At first, they were the minority voice in the room. Hunter was able to keep the group together. Eventually he was not.
The problem with the agents' thinking is the same as the problem with the NFL players' thinking on this issue. There is no end game to this strategy. The only thing a court could eventually do, assuming that their legal strategy is sound, which it's not, is to force the parties to continue to negotiate. No court anywhere can force the NBA to moderate their proposals to the union or put in place any new deal.
What the agents have sold their players on is the likelihood of a court declaring that the lockout amounts to illegal concerted activity on behalf of all the owners and putting in place the status quo, meaning the old contract, until a new one is negotiated.
Certainly if that strategy was sound, it would force the owners to be more moderate, meaning more opportunities for the agents to preserve their fees. But that's a big "if." As we learned during the NFL strike, federal labor law provides an exemption to an antitrust claim during a labor dispute. There can be no question that there is a labor dispute in this case.
For the strategy to work, individual players need to file the antitrust lawsuit (which they have, in two courts) and make the difficult claim that a labor dispute no longer exists because they are no longer, in fact, represented by a union.
It didn't work for the NFL players and there's no reason to think it's going to work any better this time, either. David Boies, a superstar antitrust lawyer representing the players, seems to think that his clients have the upper hand this time because the owners have given the players their final offer.
It's a nice theory but it isn't likely to hold up. The owners are perfectly within their legal rights to bargain hard and to give a last, best and final offer and to lock out the players. The players are within their legal rights to not accept that offer just as they have the right to strike. At some point, if nothing changes the economic pressures on each will increase to the point that one or both are likely to moderate their positions and strike a new deal.
That's the worse case scenario for the agents of course which is why they've been pushing the litigation strategy. If I had more respect for Hunter's abilities as a union leader, I would say that he let the litigation hawks pursue this avenue to prove that it won't work. More likely Hunter just gave up, like he has so many times before.
At this point there's no reason to expect any NBA games this season. Depending on your level of interest in the game, it might make no difference to you. Heck, I just realized a few months ago that the NHL was no longer on strike.
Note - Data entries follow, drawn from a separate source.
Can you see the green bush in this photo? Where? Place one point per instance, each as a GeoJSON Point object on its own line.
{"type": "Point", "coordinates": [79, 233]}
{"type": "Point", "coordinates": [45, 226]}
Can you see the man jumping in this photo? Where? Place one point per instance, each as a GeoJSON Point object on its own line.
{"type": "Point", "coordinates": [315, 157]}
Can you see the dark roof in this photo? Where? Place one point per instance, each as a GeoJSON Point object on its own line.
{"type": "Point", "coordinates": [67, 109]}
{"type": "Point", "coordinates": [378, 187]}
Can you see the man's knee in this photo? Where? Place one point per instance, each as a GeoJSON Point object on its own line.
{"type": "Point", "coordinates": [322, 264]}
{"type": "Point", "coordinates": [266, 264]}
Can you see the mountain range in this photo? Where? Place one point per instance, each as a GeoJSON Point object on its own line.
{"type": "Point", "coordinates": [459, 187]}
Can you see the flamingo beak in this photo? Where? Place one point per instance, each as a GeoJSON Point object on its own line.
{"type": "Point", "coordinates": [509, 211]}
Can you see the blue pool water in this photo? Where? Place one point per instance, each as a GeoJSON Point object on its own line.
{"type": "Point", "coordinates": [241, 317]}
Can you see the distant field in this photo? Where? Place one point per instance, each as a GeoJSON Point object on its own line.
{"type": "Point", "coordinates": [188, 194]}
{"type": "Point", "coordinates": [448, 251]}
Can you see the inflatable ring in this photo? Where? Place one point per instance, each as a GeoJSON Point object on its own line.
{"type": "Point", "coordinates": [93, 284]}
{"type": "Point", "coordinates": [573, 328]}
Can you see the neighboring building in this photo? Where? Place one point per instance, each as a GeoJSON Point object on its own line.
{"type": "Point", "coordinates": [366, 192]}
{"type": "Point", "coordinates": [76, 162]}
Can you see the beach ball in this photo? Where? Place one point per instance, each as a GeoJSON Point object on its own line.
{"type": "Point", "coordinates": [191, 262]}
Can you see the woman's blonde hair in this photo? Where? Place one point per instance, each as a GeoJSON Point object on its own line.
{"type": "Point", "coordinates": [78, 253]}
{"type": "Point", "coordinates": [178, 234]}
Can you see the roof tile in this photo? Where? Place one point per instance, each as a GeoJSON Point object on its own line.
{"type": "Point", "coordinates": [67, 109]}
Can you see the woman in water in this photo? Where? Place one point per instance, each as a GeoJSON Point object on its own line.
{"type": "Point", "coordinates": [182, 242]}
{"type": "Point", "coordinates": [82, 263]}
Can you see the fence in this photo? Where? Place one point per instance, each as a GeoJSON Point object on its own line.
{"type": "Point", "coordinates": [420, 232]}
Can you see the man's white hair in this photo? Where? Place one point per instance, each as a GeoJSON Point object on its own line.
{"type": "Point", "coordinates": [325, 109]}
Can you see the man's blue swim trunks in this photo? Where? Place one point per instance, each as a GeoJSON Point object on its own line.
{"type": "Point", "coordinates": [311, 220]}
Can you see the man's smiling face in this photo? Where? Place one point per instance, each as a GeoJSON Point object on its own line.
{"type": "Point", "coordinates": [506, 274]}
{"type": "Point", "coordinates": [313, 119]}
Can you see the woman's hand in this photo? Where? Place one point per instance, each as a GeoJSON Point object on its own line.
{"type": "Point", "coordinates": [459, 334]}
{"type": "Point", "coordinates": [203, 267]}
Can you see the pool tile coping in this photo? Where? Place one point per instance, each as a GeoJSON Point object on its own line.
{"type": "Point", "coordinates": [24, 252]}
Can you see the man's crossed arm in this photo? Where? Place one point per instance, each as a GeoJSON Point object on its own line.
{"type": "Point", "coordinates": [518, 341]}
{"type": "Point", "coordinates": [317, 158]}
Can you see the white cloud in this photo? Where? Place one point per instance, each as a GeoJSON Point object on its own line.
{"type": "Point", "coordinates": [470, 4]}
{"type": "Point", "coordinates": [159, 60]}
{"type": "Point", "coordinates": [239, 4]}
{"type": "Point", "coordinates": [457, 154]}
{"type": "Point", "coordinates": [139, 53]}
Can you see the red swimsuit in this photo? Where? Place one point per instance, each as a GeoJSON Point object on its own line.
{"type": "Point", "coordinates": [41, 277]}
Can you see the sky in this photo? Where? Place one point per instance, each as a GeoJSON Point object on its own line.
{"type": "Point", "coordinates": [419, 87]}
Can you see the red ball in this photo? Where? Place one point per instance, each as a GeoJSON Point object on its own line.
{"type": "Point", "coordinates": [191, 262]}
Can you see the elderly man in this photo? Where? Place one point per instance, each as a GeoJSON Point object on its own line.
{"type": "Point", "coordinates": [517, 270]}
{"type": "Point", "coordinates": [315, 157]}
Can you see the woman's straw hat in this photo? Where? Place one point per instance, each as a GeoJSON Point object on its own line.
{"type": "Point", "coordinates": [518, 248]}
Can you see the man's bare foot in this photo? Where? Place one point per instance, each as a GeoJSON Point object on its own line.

But even if you're the biggest NBA fan ever you still have to laugh at how ridiculous all this really is. The issues are, in large measure, idiotic. The inability of adults to figure out in an orderly, professional manner how to divide a discretionary pie this big is such a colossal failure that it ought to at least make you re-think exactly why you're a fan in the first place.
I've rethought it and yet remain. Why? For the laughs. For the laughs.